佝僂著身子的秦桑落慢慢抬起頭,一臉迷茫,顯然他并未理解姬羌的意思,甚至,他可能都沒聽清她的話。
尚六珈不免擔憂,秦桑落如今成這副模樣,恐怕再也不是湯大人口中那個才華橫溢、心懷大志的前都水使者。
“秦大人,陛下的意思是,要修大江渠了,請您出任欽差,監察一概水事。”
眼前的人像個傻子一般,仍舊沒有多少反應。
姬羌屏退左右,隨手從書架上抽出一部關于水利水事的卷軸,輕道“這些都是秦卿的著作吧。”
“秦卿所述與前人相比不僅詳細,更加精準。”
“朕此次做流域沙盤,之所以能成事,全仰仗秦卿著作。”
秦桑落的眼中開始增添光彩。
姬羌似有所料,接著道“朕來藏書閣查閱書籍史料,每次都能快速精準的找到所需,想必這也是秦卿的功勞。”

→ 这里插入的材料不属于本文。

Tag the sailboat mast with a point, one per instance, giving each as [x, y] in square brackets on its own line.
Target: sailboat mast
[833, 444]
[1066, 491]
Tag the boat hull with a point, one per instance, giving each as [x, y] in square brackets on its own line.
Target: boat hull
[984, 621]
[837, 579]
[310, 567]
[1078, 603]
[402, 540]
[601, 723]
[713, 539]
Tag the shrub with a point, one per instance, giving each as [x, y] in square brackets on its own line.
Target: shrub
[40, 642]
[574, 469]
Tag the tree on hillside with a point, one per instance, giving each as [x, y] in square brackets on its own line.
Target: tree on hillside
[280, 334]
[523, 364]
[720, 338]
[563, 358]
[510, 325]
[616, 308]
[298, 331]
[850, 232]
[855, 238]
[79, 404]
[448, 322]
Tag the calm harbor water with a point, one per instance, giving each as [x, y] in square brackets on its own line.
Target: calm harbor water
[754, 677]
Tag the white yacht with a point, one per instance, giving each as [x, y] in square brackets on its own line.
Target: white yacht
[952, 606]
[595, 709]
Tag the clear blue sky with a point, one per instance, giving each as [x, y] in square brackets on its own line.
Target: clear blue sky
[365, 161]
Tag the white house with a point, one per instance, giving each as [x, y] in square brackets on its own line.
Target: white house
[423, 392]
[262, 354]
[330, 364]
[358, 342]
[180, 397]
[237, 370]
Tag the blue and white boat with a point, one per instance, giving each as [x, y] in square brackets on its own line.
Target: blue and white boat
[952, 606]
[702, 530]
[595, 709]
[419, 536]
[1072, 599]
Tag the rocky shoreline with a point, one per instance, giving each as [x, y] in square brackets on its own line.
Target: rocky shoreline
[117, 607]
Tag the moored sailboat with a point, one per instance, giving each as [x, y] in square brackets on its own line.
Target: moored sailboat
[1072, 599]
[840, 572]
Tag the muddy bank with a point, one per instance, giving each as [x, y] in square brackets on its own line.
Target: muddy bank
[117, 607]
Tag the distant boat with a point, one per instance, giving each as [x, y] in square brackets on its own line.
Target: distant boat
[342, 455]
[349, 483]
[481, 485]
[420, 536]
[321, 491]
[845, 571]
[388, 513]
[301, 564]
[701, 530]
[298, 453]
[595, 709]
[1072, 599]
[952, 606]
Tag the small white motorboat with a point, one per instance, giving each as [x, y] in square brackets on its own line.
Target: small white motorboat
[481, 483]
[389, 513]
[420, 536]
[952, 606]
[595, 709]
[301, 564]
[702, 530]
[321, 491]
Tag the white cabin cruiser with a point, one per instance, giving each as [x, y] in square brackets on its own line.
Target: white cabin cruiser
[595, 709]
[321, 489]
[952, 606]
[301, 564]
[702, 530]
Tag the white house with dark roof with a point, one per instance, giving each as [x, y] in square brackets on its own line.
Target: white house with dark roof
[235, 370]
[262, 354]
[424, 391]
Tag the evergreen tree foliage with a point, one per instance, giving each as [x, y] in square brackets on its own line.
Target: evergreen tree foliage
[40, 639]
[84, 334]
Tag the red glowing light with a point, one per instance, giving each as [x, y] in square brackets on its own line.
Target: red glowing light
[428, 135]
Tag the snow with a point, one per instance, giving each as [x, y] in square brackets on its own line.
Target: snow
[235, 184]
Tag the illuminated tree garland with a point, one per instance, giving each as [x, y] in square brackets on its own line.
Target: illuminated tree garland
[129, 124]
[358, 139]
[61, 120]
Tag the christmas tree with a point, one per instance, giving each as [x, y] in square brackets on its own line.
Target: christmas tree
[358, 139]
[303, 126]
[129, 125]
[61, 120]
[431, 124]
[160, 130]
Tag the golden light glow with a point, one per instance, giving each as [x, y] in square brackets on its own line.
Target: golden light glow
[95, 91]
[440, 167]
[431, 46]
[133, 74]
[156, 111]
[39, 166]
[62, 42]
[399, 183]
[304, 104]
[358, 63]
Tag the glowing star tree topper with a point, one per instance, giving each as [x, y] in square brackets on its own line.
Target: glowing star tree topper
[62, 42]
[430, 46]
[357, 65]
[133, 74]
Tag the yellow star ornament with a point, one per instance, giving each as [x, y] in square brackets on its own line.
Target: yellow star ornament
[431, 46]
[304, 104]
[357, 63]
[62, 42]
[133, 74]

直到湯崇儉找她之前,她都以為是國師在暗中指引,現在想來,并不是。
“陛下是如何得知,這些書籍乃罪奴所著”
秦桑落終于開口,只是這一開口便讓姬羌愣住,這聲音,明顯屬于年輕男子。然而他的容貌已屬花甲年歲,兩相比較,強烈的沖擊之下,姬羌忍不住背過身去。
“朕兩次翻閱,發現其中有一處做了細微改動。”
“當時,朕便心存疑慮,直至今日,湯崇儉向朕舉薦了你,又告知朕,你身在何處,朕前后一思索,便什么都明白了。”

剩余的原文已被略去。